USA: Meta allegedly fails to detect payments for child sexual abuse material made via its platforms, report says
"How Facebook Messenger and Meta Pay are used to buy child sexual abuse material", 22 March 2024
When police in Pennsylvania arrested 29-year-old Jennifer Louise Whelan in November 2022, they charged her with dozens of counts of serious crimes, including sex trafficking and indecent assault of three young children.
One month earlier, police said they had discovered Whelan was using three children as young as six, all in her care, to produce child sex abuse material. She was allegedly selling and sending videos and photos to a customer over Facebook Messenger. She pleaded not guilty.
The alleged buyer, Brandon Warren, was indicted by a grand jury in February 2022 and charged with nine counts of distribution of material depicting minors engaged in sexually explicit conduct. Warren also pleaded not guilty.
Court documents seen by the Guardian quote Facebook messages between the two in which Warren allegedly describes to Whelan how he wants her to make these videos.
Whelan received payment for the footage over Meta Pay, Meta’s payment system, according to the criminal complaint against him.
A spokesperson for Meta confirmed that the company has seen and reported payments via Meta Pay on Facebook Messenger that are suspected of being linked to child sexual exploitation.
“...We support law enforcement in its efforts to prosecute these criminals and invest in the best tools and expert teams to detect and respond to suspicious activity. Meta reports all apparent child sexual exploitation to NCMEC [the National Center of Missing and Exploited Children], including cases involving payment transactions,” the spokesperson said.
Meta fails to detect payments for child abuse material, say moderators
Through reviewing documents and interviewing former Meta content moderators, a Guardian investigation has found that payments for child sexual abuse content taking place on Meta Pay are probably going undetected, and unreported, by the company.
“We responded to valid legal process,” said a Meta spokesperson, in response to the Guardian’s findings that the company did not detect these crimes.
Former Meta compliance analyst
This means that payments connected to illicit activities are probably taking place undetected, financial crimes experts said.
A Meta spokesperson said that the company uses a combination of automated and human review to detect suspicious financial activity in payment transactions in Messenger.
Meta has a team of about 15,000 moderators and compliance analysts who are tasked with monitoring its platforms for harmful and illegal content. Possible criminal behavior is supposed to be escalated by Meta and reported to law enforcement. Anti-money laundering regulations also require money service businesses to train their compliance staff to have access to enough information to be able to detect when illegal financing occurs.

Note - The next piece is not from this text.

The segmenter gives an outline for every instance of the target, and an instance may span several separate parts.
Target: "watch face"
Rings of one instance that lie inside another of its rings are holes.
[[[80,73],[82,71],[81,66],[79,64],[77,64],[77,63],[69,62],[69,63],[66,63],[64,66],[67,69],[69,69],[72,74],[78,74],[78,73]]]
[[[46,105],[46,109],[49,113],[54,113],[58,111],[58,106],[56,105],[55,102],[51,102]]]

Yet contractors monitoring Meta Pay transaction activity do not receive specific training for detecting and reporting money flows that could be related to human trafficking, including the language, codewords and slang that traffickers typically use, a former Meta Pay payment compliance analyst contractor said.
A Meta spokesperson disputed the payment compliance analyst’s claims.
“Compliance analysts receive both initial and ongoing training on how to detect potentially suspicious activity – which includes signs of possible human trafficking and child sexual exploitation. Our program is regularly updated to reflect the latest guidance from financial crime regulators and safety experts,” the spokesperson said.
...
Siloed work prevents flagging suspicious transactions, say ex-moderators
Other former content moderators interviewed by the Guardian compared their jobs to call center or factory work. ... They say they could not communicate with the Meta Pay compliance analysts about suspicious transactions they witnessed.
“We were not allowed to contact Facebook employees or other teams,” one former moderator said. “Our managers didn’t tell us why this was.”
Gretchen Peters, who is the executive director of the Alliance to Counter Crime Online, has documented the sale of narcotics, including fentanyl, over Meta’s platforms. She also interviewed Meta moderators who were not permitted to communicate with other teams in the company. She said this siloing was a “major violation” of “know your customer” banking regulations.
A Meta spokesperson said the company prohibits the sale or purchasing of narcotics on its platforms and removes that content when it finds it.
Messenger’s encryption will hide illicit behaviors on Meta Pay, say advocates
In December, Meta announced it had rolled out end-to-end encryption for messages sent on Facebook and via Messenger. Encryption hides the contents of messages from anyone but the sender and intended recipient by converting text and images into unreadable cyphers that are unscrambled on receipt.
Yet this move could also affect the company’s ability to prevent illicit transactions on Meta Pay. Child safety experts, policymakers, parents and law enforcement criticized the move, arguing encryption obstructs efforts to rescue child sex trafficking victims and the prosecution of predators.
A Meta spokesperson said the decision to move to encryption was to “provide people with privacy”, and that the company encourages users to self-report private messages related to child exploitation to the company.
PayPal did not respond to a request for comment.